The Tribunal further held that Rule 7 of CCR, 2002 and sub-rule (9) of CCR, 2004, undoubtedly describes the various documents based on which the cenvat credit can be claimed. They include invoice issued by the importer as well as bill of entry. Sub-rule (1A) of Cenvat Credit Rules, 2002 and sub-rule (2) of Rule 9 of Cenvat Credit Rules 2004, however, further clarifies that in case of any deficiency to be found in such documents in relation to the particulars which are required to be disclosed therein to justify the claim of credit, such deficiency shall not be in relation to the relevant aspects which are specified in those provisions. However, the said clarification nowhere provides that the presence of name of the contractor in the invoice alongwith that of consignee would disentitle the manufacturer to avail credit on the basis of such invoice irrespective of the fact that goods were actually received and utilized by the manufacturer and the contractor had not availed any credit in respect of the duty paid on such goods.

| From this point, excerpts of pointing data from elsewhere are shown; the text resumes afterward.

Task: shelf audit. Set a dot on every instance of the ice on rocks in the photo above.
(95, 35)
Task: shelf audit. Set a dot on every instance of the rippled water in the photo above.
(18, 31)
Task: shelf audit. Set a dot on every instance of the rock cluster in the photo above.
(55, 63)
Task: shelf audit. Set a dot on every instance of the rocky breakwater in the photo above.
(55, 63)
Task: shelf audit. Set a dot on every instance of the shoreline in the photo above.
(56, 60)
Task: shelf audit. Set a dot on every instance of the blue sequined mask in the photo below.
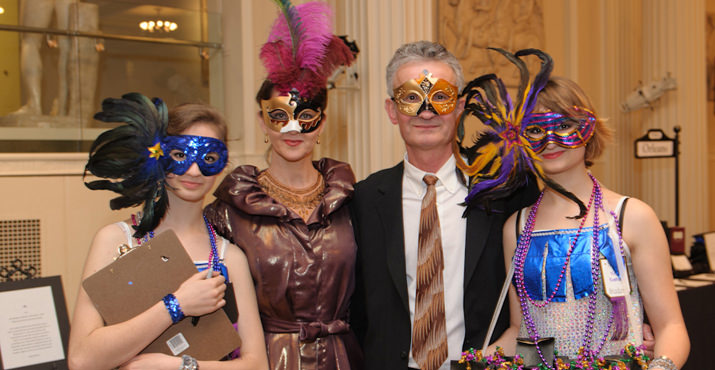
(182, 151)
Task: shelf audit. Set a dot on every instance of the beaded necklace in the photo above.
(520, 259)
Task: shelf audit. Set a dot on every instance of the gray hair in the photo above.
(422, 51)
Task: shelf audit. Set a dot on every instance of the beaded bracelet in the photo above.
(172, 305)
(188, 363)
(663, 363)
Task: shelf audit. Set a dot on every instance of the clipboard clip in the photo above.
(17, 266)
(123, 249)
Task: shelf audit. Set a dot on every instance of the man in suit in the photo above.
(386, 217)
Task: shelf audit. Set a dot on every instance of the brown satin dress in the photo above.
(303, 271)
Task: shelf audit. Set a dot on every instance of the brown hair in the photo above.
(561, 95)
(185, 115)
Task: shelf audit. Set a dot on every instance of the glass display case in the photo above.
(62, 57)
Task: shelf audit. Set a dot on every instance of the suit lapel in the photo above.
(478, 227)
(389, 209)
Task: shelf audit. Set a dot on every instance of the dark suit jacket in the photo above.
(380, 311)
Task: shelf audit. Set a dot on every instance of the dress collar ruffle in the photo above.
(242, 190)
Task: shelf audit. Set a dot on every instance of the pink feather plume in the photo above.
(318, 52)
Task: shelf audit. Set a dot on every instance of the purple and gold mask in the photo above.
(285, 113)
(565, 131)
(181, 151)
(426, 93)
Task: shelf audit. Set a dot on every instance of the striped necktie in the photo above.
(429, 332)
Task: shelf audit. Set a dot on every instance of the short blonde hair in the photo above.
(185, 115)
(561, 95)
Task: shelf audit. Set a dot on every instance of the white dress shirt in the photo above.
(450, 194)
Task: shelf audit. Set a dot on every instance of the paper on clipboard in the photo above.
(140, 279)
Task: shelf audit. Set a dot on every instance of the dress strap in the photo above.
(222, 249)
(518, 223)
(127, 232)
(621, 211)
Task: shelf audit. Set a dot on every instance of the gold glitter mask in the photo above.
(285, 113)
(426, 93)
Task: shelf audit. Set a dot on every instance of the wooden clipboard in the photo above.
(140, 279)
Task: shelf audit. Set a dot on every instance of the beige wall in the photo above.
(10, 61)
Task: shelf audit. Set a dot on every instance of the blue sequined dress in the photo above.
(566, 316)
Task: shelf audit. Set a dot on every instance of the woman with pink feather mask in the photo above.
(292, 219)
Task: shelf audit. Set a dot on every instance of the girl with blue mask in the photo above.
(167, 162)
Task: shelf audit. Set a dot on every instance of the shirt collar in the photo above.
(447, 176)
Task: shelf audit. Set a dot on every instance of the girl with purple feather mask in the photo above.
(291, 219)
(582, 280)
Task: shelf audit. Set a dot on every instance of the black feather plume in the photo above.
(131, 157)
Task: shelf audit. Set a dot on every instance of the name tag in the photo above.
(613, 286)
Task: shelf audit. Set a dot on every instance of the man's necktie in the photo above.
(429, 334)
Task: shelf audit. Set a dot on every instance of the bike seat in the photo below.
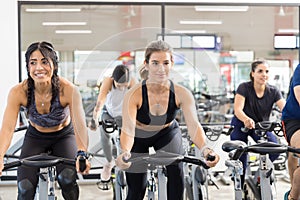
(232, 145)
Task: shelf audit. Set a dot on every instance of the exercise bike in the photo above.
(47, 174)
(262, 184)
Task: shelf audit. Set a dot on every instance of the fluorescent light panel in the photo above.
(207, 22)
(189, 31)
(53, 9)
(64, 23)
(288, 30)
(73, 31)
(222, 8)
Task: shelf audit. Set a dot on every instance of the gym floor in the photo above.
(90, 191)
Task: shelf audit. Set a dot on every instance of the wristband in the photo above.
(203, 149)
(82, 153)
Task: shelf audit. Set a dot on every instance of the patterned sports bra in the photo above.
(55, 117)
(144, 116)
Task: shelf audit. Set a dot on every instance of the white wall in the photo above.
(9, 50)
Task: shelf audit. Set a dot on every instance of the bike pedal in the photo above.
(104, 185)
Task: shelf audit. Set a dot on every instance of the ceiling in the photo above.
(127, 27)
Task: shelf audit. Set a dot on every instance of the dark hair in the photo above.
(48, 52)
(121, 74)
(155, 46)
(254, 65)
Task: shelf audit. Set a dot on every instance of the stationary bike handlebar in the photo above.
(163, 158)
(43, 160)
(266, 126)
(261, 148)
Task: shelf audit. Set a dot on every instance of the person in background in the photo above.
(253, 102)
(291, 123)
(109, 103)
(56, 121)
(149, 111)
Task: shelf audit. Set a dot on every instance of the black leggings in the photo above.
(61, 143)
(168, 139)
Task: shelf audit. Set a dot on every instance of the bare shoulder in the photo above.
(181, 90)
(67, 91)
(19, 92)
(135, 92)
(66, 85)
(183, 95)
(135, 88)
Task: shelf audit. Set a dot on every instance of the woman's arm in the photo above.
(195, 130)
(297, 93)
(188, 106)
(72, 97)
(104, 90)
(280, 103)
(15, 96)
(129, 111)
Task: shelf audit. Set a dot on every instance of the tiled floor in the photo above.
(90, 191)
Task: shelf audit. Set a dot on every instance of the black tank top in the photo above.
(144, 116)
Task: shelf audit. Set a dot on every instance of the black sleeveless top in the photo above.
(144, 116)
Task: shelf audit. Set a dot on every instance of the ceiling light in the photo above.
(281, 11)
(189, 31)
(64, 23)
(53, 9)
(222, 8)
(216, 22)
(288, 30)
(73, 31)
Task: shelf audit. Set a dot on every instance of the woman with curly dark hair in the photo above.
(56, 121)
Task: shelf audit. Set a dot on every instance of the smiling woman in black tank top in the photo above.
(149, 112)
(52, 102)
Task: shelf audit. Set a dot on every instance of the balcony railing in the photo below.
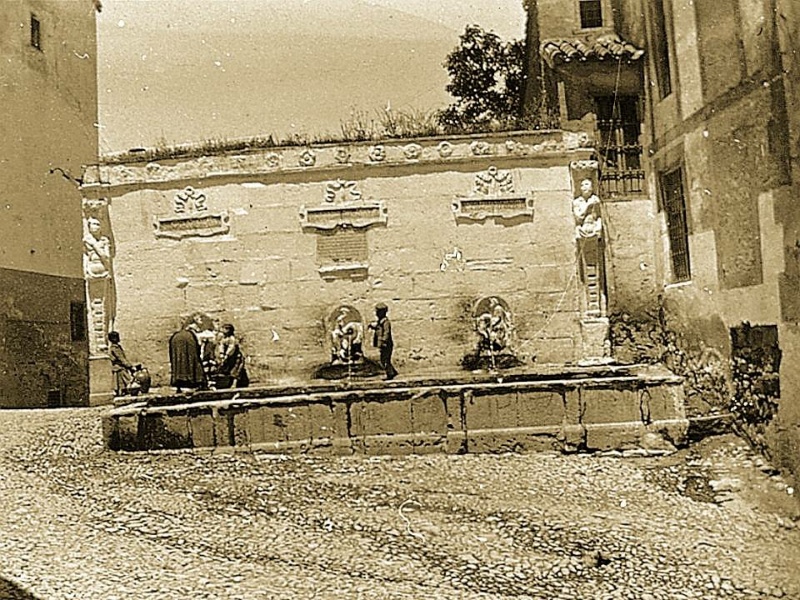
(620, 157)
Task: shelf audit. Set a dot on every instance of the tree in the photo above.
(486, 77)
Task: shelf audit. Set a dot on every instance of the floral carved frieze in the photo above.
(191, 218)
(343, 207)
(373, 154)
(493, 196)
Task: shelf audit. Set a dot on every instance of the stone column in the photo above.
(590, 246)
(100, 296)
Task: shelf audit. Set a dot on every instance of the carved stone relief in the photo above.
(307, 158)
(98, 271)
(341, 224)
(343, 207)
(445, 149)
(191, 218)
(412, 151)
(377, 153)
(493, 196)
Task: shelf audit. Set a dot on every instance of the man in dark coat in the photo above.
(382, 339)
(185, 361)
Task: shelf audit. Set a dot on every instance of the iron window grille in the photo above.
(591, 14)
(677, 226)
(36, 33)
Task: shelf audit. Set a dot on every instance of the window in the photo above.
(618, 127)
(77, 321)
(677, 227)
(661, 49)
(36, 33)
(591, 14)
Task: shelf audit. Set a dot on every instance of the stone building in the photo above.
(48, 132)
(696, 107)
(280, 241)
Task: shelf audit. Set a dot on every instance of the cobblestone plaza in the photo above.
(78, 521)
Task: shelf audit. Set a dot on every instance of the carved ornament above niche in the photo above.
(191, 218)
(343, 207)
(493, 196)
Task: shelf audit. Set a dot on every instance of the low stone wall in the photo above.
(573, 411)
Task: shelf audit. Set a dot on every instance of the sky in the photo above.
(176, 71)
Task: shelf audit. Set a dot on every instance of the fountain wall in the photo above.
(275, 240)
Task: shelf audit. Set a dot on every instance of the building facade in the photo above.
(704, 99)
(48, 132)
(280, 242)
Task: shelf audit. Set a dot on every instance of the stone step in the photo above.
(600, 410)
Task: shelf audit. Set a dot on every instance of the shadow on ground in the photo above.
(11, 591)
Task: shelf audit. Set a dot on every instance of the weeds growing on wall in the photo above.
(647, 339)
(746, 385)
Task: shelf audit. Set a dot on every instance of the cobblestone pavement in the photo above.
(79, 522)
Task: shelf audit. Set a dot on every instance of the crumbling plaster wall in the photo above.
(734, 132)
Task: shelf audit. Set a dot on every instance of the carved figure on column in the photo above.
(589, 233)
(97, 251)
(586, 209)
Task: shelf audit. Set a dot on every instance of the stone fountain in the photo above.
(494, 327)
(344, 329)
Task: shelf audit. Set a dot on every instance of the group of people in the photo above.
(199, 362)
(216, 362)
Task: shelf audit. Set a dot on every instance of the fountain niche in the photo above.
(345, 334)
(494, 327)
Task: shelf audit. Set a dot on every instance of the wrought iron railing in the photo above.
(620, 157)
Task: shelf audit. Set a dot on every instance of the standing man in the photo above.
(185, 360)
(120, 367)
(382, 339)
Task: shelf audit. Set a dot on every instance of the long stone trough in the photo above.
(602, 408)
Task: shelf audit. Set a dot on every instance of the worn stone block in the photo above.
(201, 429)
(124, 431)
(479, 411)
(396, 445)
(614, 436)
(165, 431)
(573, 406)
(240, 427)
(386, 417)
(610, 406)
(478, 441)
(556, 350)
(676, 431)
(456, 442)
(573, 437)
(426, 443)
(538, 409)
(506, 409)
(665, 401)
(321, 420)
(428, 414)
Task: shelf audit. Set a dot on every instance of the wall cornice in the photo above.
(329, 161)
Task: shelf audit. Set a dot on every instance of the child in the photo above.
(382, 339)
(120, 367)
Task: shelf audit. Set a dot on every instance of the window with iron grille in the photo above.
(342, 246)
(677, 226)
(661, 49)
(620, 153)
(591, 14)
(36, 33)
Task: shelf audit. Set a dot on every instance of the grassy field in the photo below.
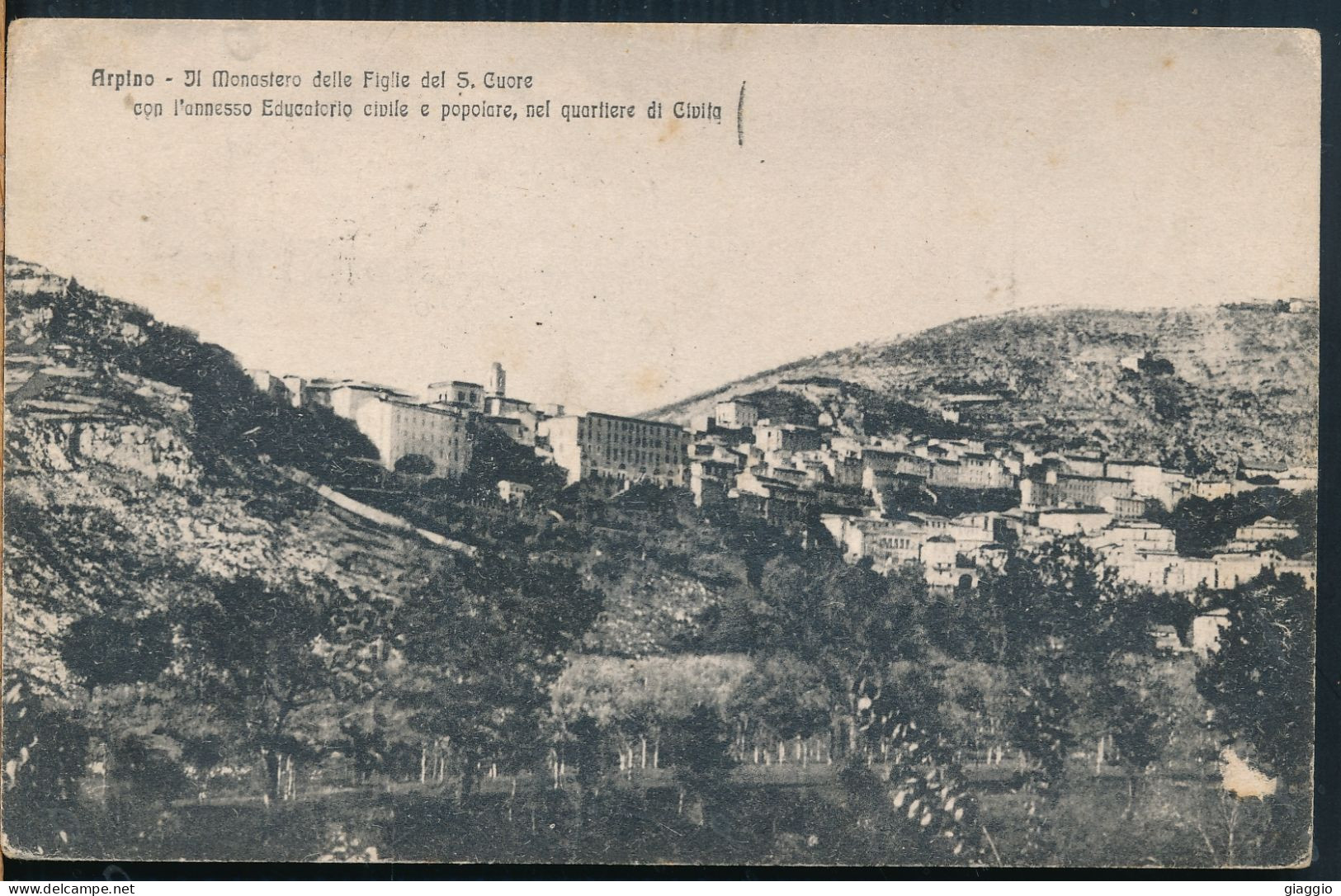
(766, 814)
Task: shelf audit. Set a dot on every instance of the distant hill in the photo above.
(1201, 388)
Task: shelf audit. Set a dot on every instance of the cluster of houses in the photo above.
(793, 471)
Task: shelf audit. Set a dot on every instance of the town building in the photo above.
(736, 413)
(626, 448)
(400, 428)
(1074, 521)
(456, 394)
(1061, 490)
(515, 494)
(786, 436)
(1269, 529)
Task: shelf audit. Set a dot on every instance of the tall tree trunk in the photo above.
(270, 762)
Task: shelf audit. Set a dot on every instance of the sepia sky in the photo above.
(890, 180)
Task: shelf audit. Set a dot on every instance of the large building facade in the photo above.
(615, 447)
(404, 428)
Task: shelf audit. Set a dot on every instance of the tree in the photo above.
(486, 639)
(851, 621)
(1139, 711)
(1261, 679)
(703, 758)
(272, 652)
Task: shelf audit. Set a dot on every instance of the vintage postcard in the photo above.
(701, 444)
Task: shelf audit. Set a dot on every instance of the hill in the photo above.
(1201, 389)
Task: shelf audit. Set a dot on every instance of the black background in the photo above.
(1321, 15)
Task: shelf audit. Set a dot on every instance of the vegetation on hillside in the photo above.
(1219, 384)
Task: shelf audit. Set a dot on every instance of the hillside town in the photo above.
(951, 505)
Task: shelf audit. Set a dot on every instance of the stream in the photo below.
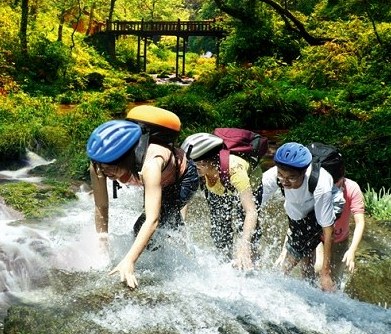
(54, 279)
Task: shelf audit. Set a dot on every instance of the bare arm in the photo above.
(357, 236)
(153, 196)
(243, 247)
(325, 278)
(101, 200)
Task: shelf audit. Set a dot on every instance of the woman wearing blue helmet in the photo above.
(309, 214)
(120, 151)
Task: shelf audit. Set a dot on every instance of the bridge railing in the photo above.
(161, 26)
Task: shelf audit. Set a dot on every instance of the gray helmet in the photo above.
(200, 144)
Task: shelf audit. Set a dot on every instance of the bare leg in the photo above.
(307, 267)
(289, 263)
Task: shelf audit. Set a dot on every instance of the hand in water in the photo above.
(281, 258)
(326, 283)
(242, 256)
(348, 258)
(126, 271)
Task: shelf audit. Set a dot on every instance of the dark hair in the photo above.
(301, 170)
(210, 155)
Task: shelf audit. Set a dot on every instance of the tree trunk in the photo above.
(61, 17)
(111, 12)
(23, 26)
(90, 19)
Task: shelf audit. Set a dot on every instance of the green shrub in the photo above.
(378, 204)
(36, 201)
(362, 141)
(192, 110)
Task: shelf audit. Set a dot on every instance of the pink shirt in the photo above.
(354, 204)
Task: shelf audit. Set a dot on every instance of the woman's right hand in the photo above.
(126, 270)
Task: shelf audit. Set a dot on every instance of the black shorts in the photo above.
(303, 236)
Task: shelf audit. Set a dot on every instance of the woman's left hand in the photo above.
(242, 256)
(126, 270)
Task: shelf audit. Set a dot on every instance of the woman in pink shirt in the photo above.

Therefore, merely because the invoice discloses the name of the contractor alongwith that of the consignee, but the documentary materials placed before the authority establish to the satisfaction of the Adjudicating Authority that the goods which described in the invoice were in fact received in the factory of the consignee/manufacturer and those goods were subjected to payment of duty as disclosed in the invoice and further that the goods were utilized or were to be utilized by the manufacturer, certainly the credit in relation to duty paid on such goods cannot be disallowed to such manufacturer.
 
Reliance was placed on judgment in Commissioner of Central Excise, Ludhiana v/s Ralson India Ltd [2008 (77) RLT 36 (P&H)] wherein in referring to sub-rules (3) and (6) of Rule 57G it was held that “Being a beneficial legislation, its object of input duty relief to a manufacturer should not be defeated on a technical and strict interpretation of the Rules governing modvat”. Reliance was also placed on judgments given in Marmagoa Steel, Vimal Enterprise, Commissioner of Central Excise, Ludhiana v/s Ralson India Ltd [2008 (77) RLT 36 (P&H)], Commissioner of C. Ex., Delhi-III, Gurgaon v/s Myron Electricals Private Limited [2007 (78) RLT 467 (P&H)].
 
It was further held that the decision given in Forma Pack Industriescase is not applicable to the facts of the present case as the said decision was given in a totally different set of facts as well as on the basis of the Board Circular dated 29.02.1996.
 
It was further held that contentions raised by the Revenue were without substance for the following reasons. Firstly, the credit is taken not because of endorsement but on the basis of bill of entry which also disclosed the name of the appellant, apart from the fact that the goods accompanying the Bill of entry were subjected to the payment of duty, and on clearance, were directly transported to the appellant’s factory premises and were utilized by the appellants for installation of their factory, and no credit in respect of duty paid on those goods was taken by the contractor. Secondly, the effect of endorsement is only to amend the name of consignee and nothing more. Black’s Law dictionary depicts the term “endorsement” as amendment of the installment signifying the same being made referable to a person other than the one disclosed earlier. And, it is not the case of the department that on endorsement of the Bill of entry in favour of the appellant, it was, in any manner, rendered to be invalid document or that the import under such document become unlawful.
Impugned order set aside.
   
Decision:-Appeal allowed with consequential relief.